Publié le 21 janvier 2017

Avec cet atelier, les participantes ont appris des rudiments de base de la couture, qui ont mené à la confection d'un sac.

©Photo TC Media - Diane Hameury

SOCIÉTÉ. L'atelier habituel du mercredi après-midi de la Coopération Intégration à la Vie Active des Personnes Handicapées de Laval (CIVA) a été remplacé par une séance d'apprentissage avec des Fermières de Laval-des-Rapides/Pont-Viau, le 18 janvier.

Le regroupement féminin a ciblé le CIVA pour son action d'éclat 2017, alors que l'an dernier, on avait distribué des sacs faits maison à des immigrants en francisation.

«Nous allons vous montrer comment coudre un bouton, faire un rebord, une couture droite au moulin et presser les vêtements», a expliqué d'entrée de jeu Joceline Gaudreau, responsable des arts textiles, aux cinq participantes.

Sept membres des Fermières étaient sur place pour les guider, bien installées à des tables au centre communautaire Laval-des-Rapides et très attentives aux directives et conseils offerts. Le tissu utilisé était en fait le bas d'un jeans qui une fois cousu et orné d'un bouton devenait un sac bandoulière.

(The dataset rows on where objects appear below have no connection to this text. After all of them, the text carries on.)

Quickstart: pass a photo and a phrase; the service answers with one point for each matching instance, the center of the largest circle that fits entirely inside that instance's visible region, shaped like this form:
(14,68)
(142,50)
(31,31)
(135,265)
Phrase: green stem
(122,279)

«On peut changer la couleur du bouton en le peinturant avec du vernis à ongles pour qu'il s'agence bien avec nos vêtements», a souligné Mme Gaudreau.

Activité très attendue

Les participantes avaient reçu une brochure explicative sur l'atelier avec les Fermières de Laval-des-Rapides/Pont-Viau et elles avaient bien hâte d'y prendre part.

«On nous en parlait depuis une semaine, indique Audrey Jalbert, intervenante. C'est différent puisque que dans les ateliers on travaille notamment les habiletés sociales par le jeu.»

Le partage de connaissances entre Fermières et membres du CIVA s'est fait à coût nul puisque les jeans utilisés provenaient de dons, alors que des surplus de tissus de manufactures se retrouvaient à l'intérieur des sacs.

«C'est lors du congrès estival des Cercles de Fermières du Québec qu'on nous donne les grandes lignes de l'action d'éclat à réaliser. Le but, c'est de transmettre notre savoir pour que ça ne se perde pas et avec cet atelier, les jeunes apprennent aussi à se débrouiller», termine Joceline Gaudreau.